А вы думаете, что понимаете, как это – ничего не видеть. Вы не понимаете, ни черта вы не понимаете.
Я всю жизнь видела. И всю жизнь все сама и сама, никто ведь не помогал. А тут раз – и ничего не можешь. Вот как свет выключили. Весь мир выключили – и все. Вот выключите сейчас свет. Выключите, ненадолго, пусть они почувствуют.
Вот. И ничего не можешь, и все только наощупь. И ты все время в этой черноте, потом уж и день с ночью перестаешь различать. И что приснилось, а что на самом деле. Это же страшно, ребята. Это страшно очень! Вы минуту сидите – и вам уже страшно. И вы уж соседа за локоть хватаете, и уже думаете, а когда включат свет опять. А вот и представьте, что больше никогда! Всё! Вот так теперь всегда будет. Откроют двери – а там то же самое. На улице то же самое и дома то же самое.
Как будто одна осталась и больше никого в мире нет. Потом-то привыкаешь. Включайте, а то они уж там дрожат.
Ну, вот. Вам включили, а мне уже не включат. И так 20 лет.
А там ведь эту инвалидность-то нужно было еще раз в год подтверждать! Ну ладно, я слепая – может, за год и прозрела. Дак там другие-то сидели в этом собесе – у кого руки нет, у кого ноги. Тоже, видать, могли отрасти за год. Может, чудом, а что, теперь все что угодно может быть.
И сидит в кабинете гаденыш, мне Генка рассказал потом, что толстый такой, лет тридцать, холеный, в очках дорогих. Вы, говорит, зеленое свидетельство не получили, дак я вам пенсию не продлю.
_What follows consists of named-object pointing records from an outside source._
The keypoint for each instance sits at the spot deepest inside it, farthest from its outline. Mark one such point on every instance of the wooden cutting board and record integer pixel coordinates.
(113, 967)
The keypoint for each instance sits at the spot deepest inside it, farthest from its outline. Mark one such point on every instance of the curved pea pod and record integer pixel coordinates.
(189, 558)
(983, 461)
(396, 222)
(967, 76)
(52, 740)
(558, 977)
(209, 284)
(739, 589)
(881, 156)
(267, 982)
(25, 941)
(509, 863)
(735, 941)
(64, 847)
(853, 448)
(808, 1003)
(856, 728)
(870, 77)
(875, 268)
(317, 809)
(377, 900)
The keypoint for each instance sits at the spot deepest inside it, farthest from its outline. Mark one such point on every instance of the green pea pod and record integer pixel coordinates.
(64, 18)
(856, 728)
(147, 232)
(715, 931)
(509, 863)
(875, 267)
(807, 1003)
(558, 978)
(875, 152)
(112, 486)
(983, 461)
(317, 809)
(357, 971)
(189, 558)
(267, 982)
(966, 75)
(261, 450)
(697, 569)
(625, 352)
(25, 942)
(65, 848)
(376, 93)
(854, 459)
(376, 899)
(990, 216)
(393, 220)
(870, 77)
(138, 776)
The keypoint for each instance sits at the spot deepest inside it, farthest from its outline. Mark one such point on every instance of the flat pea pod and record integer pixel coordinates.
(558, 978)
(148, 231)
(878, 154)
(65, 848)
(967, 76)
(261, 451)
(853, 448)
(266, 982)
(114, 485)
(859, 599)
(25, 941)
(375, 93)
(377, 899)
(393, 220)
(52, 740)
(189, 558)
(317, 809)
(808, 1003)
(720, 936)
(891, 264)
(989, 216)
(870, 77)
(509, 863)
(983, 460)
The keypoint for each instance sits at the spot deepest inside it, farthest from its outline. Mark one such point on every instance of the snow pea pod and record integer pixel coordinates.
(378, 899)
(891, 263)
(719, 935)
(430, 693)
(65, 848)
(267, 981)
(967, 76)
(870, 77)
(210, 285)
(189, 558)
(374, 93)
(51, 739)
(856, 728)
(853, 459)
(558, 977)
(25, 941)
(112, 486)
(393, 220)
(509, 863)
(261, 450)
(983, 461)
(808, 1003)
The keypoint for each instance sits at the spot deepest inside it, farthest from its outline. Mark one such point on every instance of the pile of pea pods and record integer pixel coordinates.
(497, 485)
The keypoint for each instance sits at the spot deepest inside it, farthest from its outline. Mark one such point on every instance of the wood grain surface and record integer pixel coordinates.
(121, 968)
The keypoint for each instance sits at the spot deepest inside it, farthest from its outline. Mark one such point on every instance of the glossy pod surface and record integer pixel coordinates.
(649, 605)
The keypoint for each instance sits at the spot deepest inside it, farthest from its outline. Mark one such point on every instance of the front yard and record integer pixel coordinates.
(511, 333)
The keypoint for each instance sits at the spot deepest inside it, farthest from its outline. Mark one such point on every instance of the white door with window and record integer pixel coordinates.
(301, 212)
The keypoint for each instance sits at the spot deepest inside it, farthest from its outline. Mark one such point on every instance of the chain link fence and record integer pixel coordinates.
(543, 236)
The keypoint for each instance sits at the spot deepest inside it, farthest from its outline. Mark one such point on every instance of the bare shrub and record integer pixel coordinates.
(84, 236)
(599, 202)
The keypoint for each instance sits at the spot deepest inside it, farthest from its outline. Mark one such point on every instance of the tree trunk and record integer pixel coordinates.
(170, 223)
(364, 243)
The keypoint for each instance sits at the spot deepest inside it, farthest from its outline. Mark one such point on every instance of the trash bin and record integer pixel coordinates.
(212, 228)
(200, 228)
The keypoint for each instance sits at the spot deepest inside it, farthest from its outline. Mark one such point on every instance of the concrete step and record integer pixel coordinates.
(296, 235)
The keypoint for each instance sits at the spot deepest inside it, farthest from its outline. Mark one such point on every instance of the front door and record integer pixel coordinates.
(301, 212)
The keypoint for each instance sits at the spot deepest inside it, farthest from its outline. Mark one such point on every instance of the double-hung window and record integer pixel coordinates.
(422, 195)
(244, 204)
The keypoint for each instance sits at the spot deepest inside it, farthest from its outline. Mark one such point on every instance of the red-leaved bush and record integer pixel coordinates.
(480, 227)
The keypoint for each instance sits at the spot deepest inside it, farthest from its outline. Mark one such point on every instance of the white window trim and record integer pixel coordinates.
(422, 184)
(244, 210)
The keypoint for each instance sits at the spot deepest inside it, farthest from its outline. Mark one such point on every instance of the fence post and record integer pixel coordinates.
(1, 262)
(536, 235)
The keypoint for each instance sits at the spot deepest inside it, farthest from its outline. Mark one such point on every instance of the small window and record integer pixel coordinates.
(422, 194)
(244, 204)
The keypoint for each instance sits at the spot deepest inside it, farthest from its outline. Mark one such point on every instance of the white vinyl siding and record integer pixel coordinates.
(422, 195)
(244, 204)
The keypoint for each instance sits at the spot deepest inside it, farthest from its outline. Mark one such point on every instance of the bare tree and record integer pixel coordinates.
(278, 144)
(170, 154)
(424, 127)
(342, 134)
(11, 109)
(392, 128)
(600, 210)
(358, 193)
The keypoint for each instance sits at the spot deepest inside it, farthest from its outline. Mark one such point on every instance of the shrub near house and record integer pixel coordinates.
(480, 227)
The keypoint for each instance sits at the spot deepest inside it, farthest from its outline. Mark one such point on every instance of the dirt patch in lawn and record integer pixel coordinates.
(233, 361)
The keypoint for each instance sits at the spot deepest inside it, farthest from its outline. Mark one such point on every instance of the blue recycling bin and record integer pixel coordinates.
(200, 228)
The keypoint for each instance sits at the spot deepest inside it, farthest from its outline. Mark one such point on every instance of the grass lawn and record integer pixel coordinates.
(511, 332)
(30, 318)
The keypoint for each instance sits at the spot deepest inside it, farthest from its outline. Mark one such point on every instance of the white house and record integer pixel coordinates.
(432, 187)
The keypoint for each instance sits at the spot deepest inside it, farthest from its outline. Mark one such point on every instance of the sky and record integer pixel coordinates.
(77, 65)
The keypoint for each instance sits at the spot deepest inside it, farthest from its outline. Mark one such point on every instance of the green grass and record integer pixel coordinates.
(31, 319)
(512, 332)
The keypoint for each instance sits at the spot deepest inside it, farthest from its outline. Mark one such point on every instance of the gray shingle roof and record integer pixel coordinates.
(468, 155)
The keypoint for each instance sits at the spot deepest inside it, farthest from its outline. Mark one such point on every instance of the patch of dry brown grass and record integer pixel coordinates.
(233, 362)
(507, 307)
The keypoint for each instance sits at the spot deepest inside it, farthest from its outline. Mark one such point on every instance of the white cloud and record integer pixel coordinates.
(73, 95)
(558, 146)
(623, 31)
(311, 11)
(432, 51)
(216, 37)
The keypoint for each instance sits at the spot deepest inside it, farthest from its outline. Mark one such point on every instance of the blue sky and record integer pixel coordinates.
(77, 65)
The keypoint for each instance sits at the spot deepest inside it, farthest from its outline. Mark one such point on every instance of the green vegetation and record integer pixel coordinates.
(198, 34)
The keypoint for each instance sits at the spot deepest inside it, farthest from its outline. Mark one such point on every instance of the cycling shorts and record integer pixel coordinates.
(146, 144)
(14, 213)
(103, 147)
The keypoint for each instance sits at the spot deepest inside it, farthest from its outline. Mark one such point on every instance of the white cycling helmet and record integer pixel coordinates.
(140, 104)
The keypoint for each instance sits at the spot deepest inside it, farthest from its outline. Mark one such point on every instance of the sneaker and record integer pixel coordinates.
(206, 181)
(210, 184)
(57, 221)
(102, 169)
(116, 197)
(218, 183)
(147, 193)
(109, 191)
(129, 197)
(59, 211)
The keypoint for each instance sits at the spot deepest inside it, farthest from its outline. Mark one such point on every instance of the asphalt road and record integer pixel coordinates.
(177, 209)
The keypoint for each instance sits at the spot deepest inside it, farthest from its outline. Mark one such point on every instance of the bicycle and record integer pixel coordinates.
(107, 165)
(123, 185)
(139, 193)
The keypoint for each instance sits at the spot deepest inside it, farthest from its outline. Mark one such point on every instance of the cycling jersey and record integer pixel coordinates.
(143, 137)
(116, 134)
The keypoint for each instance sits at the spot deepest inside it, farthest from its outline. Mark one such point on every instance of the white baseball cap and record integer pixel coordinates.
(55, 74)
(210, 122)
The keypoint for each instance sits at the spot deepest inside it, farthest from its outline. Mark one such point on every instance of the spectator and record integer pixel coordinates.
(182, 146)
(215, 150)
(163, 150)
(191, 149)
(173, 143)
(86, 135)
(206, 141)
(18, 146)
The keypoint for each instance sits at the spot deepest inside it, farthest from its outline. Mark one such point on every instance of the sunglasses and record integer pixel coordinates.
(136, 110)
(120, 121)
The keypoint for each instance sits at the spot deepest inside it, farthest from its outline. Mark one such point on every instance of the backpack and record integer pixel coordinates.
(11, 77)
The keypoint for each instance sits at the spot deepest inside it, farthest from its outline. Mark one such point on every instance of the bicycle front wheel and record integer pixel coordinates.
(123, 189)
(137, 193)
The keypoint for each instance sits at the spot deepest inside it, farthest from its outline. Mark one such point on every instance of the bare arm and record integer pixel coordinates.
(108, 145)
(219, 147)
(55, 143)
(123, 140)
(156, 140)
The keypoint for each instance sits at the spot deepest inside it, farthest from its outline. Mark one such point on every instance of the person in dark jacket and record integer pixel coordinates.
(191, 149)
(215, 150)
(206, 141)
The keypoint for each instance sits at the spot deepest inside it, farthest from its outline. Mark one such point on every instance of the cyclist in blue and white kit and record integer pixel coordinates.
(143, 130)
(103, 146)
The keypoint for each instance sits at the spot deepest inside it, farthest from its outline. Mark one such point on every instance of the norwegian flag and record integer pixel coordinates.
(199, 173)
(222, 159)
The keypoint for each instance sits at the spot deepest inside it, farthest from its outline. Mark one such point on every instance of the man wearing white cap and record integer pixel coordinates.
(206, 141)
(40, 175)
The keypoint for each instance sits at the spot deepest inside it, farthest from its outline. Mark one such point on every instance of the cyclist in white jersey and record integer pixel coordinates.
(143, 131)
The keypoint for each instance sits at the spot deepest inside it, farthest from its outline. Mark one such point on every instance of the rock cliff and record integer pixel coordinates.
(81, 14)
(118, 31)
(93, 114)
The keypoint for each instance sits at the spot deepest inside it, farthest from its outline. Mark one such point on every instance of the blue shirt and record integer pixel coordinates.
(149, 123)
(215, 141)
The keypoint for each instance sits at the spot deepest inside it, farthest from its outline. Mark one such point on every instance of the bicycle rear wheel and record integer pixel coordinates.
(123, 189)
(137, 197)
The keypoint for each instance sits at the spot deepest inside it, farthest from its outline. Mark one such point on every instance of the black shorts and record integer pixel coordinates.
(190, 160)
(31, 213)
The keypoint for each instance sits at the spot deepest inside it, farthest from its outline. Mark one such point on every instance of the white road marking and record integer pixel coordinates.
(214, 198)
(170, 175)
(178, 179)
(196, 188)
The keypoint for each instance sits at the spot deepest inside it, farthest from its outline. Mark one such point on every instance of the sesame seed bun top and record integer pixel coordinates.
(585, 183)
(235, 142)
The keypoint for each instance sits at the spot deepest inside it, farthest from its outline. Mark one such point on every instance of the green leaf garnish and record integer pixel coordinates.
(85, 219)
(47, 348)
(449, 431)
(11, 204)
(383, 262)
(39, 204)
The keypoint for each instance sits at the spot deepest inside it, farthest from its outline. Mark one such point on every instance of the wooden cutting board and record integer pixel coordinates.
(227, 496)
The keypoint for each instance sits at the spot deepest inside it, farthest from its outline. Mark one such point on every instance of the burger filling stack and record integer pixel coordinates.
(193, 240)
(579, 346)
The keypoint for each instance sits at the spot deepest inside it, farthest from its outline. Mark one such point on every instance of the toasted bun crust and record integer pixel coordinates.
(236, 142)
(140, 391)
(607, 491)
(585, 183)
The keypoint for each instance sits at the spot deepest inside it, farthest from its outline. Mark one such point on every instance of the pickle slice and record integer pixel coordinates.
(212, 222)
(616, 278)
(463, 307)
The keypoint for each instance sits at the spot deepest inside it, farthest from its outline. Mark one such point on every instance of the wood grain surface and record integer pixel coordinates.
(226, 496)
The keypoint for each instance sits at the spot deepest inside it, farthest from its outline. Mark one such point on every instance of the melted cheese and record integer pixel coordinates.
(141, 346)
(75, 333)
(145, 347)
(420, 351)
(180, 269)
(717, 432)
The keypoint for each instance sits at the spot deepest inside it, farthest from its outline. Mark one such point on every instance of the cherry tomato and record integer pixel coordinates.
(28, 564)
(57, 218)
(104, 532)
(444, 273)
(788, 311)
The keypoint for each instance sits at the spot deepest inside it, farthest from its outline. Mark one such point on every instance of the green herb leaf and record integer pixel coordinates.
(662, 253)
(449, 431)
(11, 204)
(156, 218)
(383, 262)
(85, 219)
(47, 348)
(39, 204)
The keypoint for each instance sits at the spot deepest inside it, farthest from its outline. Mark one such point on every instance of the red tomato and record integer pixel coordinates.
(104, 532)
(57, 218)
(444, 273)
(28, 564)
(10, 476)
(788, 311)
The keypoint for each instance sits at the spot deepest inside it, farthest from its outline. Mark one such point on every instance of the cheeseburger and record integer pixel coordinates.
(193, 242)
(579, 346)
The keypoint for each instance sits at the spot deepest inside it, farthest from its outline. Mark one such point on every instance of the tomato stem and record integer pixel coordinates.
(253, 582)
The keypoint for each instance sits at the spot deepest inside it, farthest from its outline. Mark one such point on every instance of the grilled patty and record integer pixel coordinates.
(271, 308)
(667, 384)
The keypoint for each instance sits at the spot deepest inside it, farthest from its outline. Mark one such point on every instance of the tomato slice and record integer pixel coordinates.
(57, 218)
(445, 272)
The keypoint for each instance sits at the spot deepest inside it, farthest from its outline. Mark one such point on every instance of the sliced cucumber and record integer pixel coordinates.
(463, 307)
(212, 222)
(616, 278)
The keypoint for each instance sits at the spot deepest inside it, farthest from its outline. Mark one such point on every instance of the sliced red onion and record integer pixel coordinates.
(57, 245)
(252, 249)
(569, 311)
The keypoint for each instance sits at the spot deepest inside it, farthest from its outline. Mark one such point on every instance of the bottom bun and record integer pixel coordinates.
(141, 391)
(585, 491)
Я в слезы – а как его я получу-то, я же слепая! Заявление давно сдали, а получить-то мне как? И реву. А он – а ваши проблемы, сейчас охрану вызову. И встает, стул аж загремел. А я уж ору: сволочь, говорю, ты, вот ты кто. Мне семьдесят лет, я всю жизнь работала, чтобы ты тут сидел командовал, а ты охрану будешь вызывать? Вызывай! Поглядим, как охрана слепую старуху будет из собеса выкидывать. А он уж прям хрипит, чуть на стол не залез, злой такой, собака. Генка убежал, привел тетку из соседнего кабинета. И все, главное, нашлось. И это зеленое удостоверение, и пенсию продлили, тетка извинялась, мол, бывают ошибки. Ну, мы и домой пошли. А мордатый даже и не извинился, как так и надо.
Вот чтоб ему жена с каждым соседом изменила хотя бы по разику, гаду. Больше-то не надо, тоже же человек. Хоть и козел злой. Да и ну его, я уж и забыла. Наплевать, пусть не изменяет, пускай понос ему будет, он потом проходит все равно. Главное, чтоб прямо на работе обосрался.
ГОЛОС.
ЛАРИСА. А тебе про хорошее не нравится, что ли? Ты дерьма-то мало видел, соскучился?
ГОЛОС. Да нет, я просто уж боялся, что…
ЛАРИСА.
Он ночью придет, отчим, сядет. Второй муж-то ее. Послевоенный и на всю жизнь. Сначала просто сидит, потом по голове начинает гладить. Думает, я сплю, а я-то не сплю, я все чувствовала и уже боялась его. Ну, вот, а потом и дальше руками начинает. А я все думала и придумала – что сразу как будто просыпаюсь. Он и уходил. А потом догадался, что я притворяюсь – и стал уж прямо: Лариска, Лариска, ну чего ты! Тебе ж самой приятно будет. И дышит, дышит как паровоз прямо, а мне-то уже четырнадцать, я ж все понимаю, чего ему надо.
Я и его боялась, и матери боялась сказать. А потом решилась, она полы мыла. Да ты что, говорит, совсем ополоумела? Ты чего несешь-то? И тряпкой меня. И пощечину. Я убежала. Как я ревела-то, дак оой… И вот с тех пор я и стала и потаскуха, и бесстыжая, и всякая. А я до техникума даже не знала, чего как делают-то, откуда было знать, это ж не сейчас, пятидесятые годы.
Мне вот что и обидно-то было – хоть бы сделала чего! А я ведь ничего!
Ну, а потом как-то все и забылось. Ну, он забыл, мать забыла, а я-то не забыла. Простить-то простила уж давно, но помню-то все.